When I speak to you next May, after not 100 days but one year, our region and our country will be in a very different place. We will have a new prime minister. The economic headwinds we are now facing may have been a temporary storm or the start of a fundamental change in the weather.

Levelling-up may prove to be a renewed political ambition, or driven further down the agenda by a government unwilling or unable to challenge its own political impulses.

Those things will matter. We are more exposed than most to the downsides of the UK’s current economic model, and the success of our region relies more than I would like on choices made in London.

But what will also matter will be our ability to work together as a region, to be brave and to make hard choices; our willingness to listen to our communities and to respond to their needs with all the tools and resources at our disposal. Our capacity to have bigger and better ideas, to innovate and to invest in the long-term interests of our region.

I was in New York a few weeks ago, as part of the City Leadership Initiative run by Harvard University and philanthropist and former Presidential hopeful Mike Bloomberg.

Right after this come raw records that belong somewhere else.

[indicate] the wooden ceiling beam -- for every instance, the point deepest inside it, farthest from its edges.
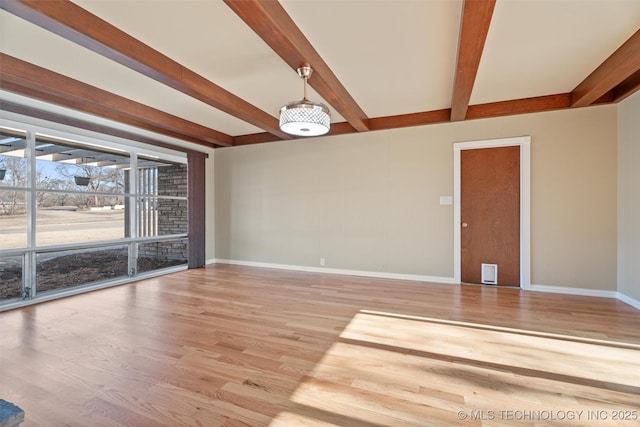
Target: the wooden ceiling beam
(476, 19)
(494, 109)
(31, 80)
(76, 24)
(616, 69)
(520, 106)
(628, 87)
(270, 21)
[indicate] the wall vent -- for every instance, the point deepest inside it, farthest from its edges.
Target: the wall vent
(489, 274)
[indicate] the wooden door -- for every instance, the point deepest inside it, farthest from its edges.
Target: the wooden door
(490, 213)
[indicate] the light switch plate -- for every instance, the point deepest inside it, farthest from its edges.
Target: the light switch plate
(446, 200)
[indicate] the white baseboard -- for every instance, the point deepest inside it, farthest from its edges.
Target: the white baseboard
(433, 279)
(628, 300)
(575, 291)
(376, 274)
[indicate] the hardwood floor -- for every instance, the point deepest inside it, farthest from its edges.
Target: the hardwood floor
(235, 346)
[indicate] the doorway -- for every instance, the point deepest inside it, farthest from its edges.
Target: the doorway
(480, 239)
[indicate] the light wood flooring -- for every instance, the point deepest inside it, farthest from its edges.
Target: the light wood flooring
(238, 346)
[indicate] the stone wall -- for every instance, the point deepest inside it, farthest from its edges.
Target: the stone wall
(172, 215)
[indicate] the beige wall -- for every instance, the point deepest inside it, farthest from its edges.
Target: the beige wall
(370, 201)
(629, 197)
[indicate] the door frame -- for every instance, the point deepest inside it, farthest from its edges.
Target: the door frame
(525, 202)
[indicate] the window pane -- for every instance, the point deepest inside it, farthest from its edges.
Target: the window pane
(172, 181)
(70, 166)
(10, 277)
(65, 269)
(156, 255)
(162, 217)
(67, 218)
(13, 164)
(162, 179)
(13, 219)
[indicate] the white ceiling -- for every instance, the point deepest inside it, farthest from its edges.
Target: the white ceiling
(393, 56)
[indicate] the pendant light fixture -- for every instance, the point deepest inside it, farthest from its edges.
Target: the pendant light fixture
(305, 118)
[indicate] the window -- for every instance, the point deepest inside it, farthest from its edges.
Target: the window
(76, 213)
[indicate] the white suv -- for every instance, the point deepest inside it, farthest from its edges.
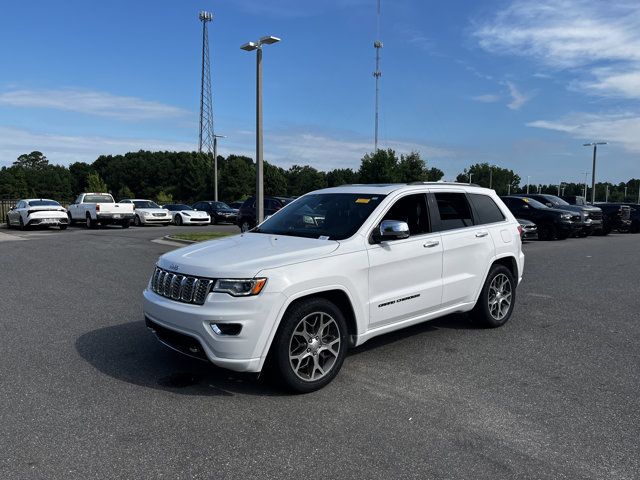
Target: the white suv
(333, 269)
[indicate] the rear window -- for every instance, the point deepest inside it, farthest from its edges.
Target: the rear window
(454, 211)
(98, 199)
(486, 209)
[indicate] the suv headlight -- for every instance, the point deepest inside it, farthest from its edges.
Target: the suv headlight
(239, 287)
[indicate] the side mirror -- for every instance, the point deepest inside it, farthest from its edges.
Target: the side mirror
(391, 230)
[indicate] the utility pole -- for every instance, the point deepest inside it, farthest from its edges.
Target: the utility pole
(377, 44)
(593, 169)
(215, 165)
(249, 47)
(206, 135)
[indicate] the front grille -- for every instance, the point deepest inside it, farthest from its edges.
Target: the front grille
(181, 288)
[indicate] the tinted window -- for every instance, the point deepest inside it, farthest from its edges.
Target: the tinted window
(454, 211)
(486, 209)
(330, 216)
(411, 209)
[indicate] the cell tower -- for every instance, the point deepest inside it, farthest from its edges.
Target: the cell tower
(377, 74)
(206, 137)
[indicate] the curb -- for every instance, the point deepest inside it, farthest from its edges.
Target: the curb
(169, 238)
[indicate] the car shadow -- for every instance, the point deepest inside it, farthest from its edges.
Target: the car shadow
(130, 352)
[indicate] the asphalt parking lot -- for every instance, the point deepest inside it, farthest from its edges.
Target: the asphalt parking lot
(88, 392)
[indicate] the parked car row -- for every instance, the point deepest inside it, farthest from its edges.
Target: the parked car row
(558, 218)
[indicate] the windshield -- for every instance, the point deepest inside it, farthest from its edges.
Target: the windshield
(43, 203)
(145, 204)
(179, 208)
(557, 200)
(97, 199)
(329, 216)
(534, 203)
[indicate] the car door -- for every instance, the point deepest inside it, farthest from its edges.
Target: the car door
(405, 275)
(467, 247)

One of the people brought in to talk to us was Barack Obama’s former community organiser, Marshall Ganz.

He’s now a Professor at the Kennedy School of Government, but he learned his trade as an activist during the civil rights struggle of the 60s, in the Deep South of the United States.

After his talk I asked him about the state of the world at the moment, and what lessons there were to learn from his experience about how we face the future. He said to me ‘You have to hope. And turn that hope into action. What other choice is there?’

After 100 days I know this job is not easy. I know we have challenges ahead of us, and all too many people are scared about what’s happening to wages, to energy bills, to the economy and to the climate.

And so I will continue to work tirelessly to make South Yorkshire the place I know it once was and can be again; a place of innovation, community, wealth and progress.

But if we’re going to overcome those challenges in front of us I’m going to need your help. Because if we work together as a community – if we continue to hope, and to turn that hope into action – I know we can restore the pride, the purpose and the prosperity of South Yorkshire.